Bu ayette, ağırlıkları taşıyana yemin ediyor Allah (C.C.). Ağırlıkları taşıyan kendisi olduğundan o kendisine yemin ediyor.
Tabiat kanunlarını yaratan Allah’tır.
“Kolayca akanlara,
İşi paylaştıranlara yemin olsun ki,
Va'd olunduğunuz (cennet ve cehennem) muhakkak doğrudur.
Ve ceza günü muhakkak olacaktır.” (Zariyat Süresi, Ayet 51/1-2)
Denizlerde akan gemileri kolaylıkla yürüten Allah’tır (C.C.). Gökyüzünde uçan uçakları da yürüten Allah’tır.

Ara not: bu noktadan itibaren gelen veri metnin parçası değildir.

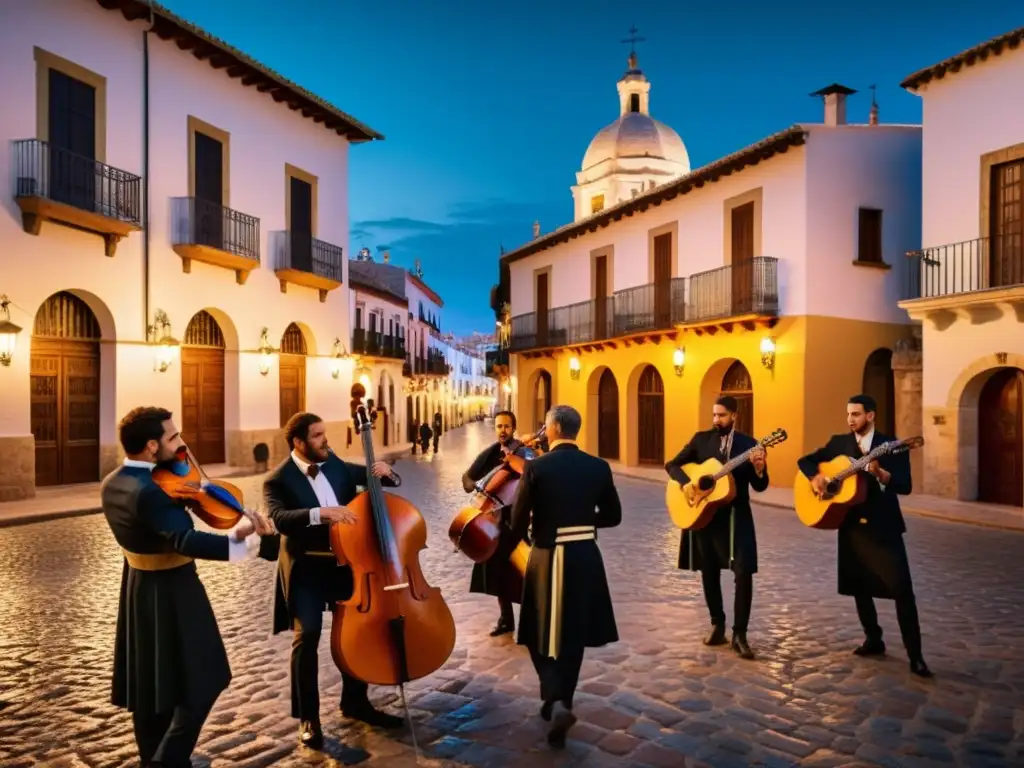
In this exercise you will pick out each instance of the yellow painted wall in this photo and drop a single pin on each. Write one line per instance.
(819, 363)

“Ama onu insan yaptı” diyenlere, insanı kim yarattı? Diye cevap veririz.
İnsanın aklını, elini, pazusunu yaratan kim?
Bu uçağın havada durma kanununu kim yarattı?
İnsanoğlu bunu yaratmadı.
“Onlar üzerlerinde kanat çırparak sıra sıra (uçan) kuşları görmediler mi? Onları ancak Rahmân tutar. O, her şeyi görür.” (Mülk Süresi, Ayet 51/19)

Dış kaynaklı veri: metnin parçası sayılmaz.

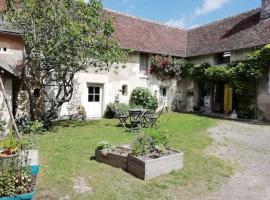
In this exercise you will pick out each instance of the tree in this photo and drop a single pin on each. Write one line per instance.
(61, 38)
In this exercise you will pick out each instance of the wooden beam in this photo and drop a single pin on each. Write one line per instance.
(2, 87)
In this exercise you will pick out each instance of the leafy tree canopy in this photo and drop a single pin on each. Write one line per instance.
(61, 38)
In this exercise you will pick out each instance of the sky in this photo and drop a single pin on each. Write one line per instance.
(182, 13)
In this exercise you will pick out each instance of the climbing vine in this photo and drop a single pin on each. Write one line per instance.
(236, 73)
(242, 76)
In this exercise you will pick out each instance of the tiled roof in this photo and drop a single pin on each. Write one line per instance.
(9, 69)
(142, 35)
(242, 31)
(239, 32)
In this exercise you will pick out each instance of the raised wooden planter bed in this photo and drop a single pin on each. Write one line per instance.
(146, 168)
(117, 158)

Yer çekim kanununu yaratan da, kuşları havada tutan da Allah Celle Celalüh’tür.
Bütün işlerin taksimini Allah’ın yaptığını, ruhların bedenlere taksimini yine Allah’ın yaptığını, rızkının taksimini de Allah’ın (C.C.) yaptığını; yani hangi ağaçta, hangi dalda kaç̧ tane çiçek olacak, kaç̧ tane meyve olacak onların da taksimini Allah yapar.
Bir zamanlar, Karl Marks kaynaklı komünist rüzgârlar, Rusya üzerinden bütün dünyaya Kızıl rüzgârlar estirirken, Batılı kapitalistler de bizi kandırmak için hevalarından estirdikleri o rüzgârın adına “Yeşil Kuşak” rüzgârları deyiverdiler.
Ama o ters yönde esen ve insanları hem bu dünyada hem ahirette cehennem ateşine sevk eden rüzgârların arasında Müslümanlar, Rabbin gönderdiği İslam ipine sarılarak imanlarını kurtarabildiler.
Tüm bunlara yemin ettikten sonra Rabbim diyor ki: “Sizin vaad olunduğunuz şey mutlaka gerçekleşecektir.”
Levakıh, aşı yapan rüzgârlar, (Hıcr Süresi, Ayet 15/22)
Mübeşşirat, rahmet yağacağını müjdeleyen rüzgârlar (Rum Süresi, Ayet 30/46)
Rüzgârlar, görevini yapıyorlar.
Allah’ın rahmeti olan Kur’an ve Rahmet peygamberinin müjdelerini duyuralım insanlara.
Rüzgârlar aşılarını yapıyorlar, doktorlar aşılarını yapıyorlar, Müslümanlar da günahlara karşı aşılarını yaptırsınlar ve yapsınlar.
İmanlarımızı tazeleyelim. Şirkin çağdaşçasını öğrenelim.
Amellerimizi Kur’an ve sünnete göre yapalım.
Güzeller güzeli İslam’ın rüzgârlara verdiği adlar da çok güzel.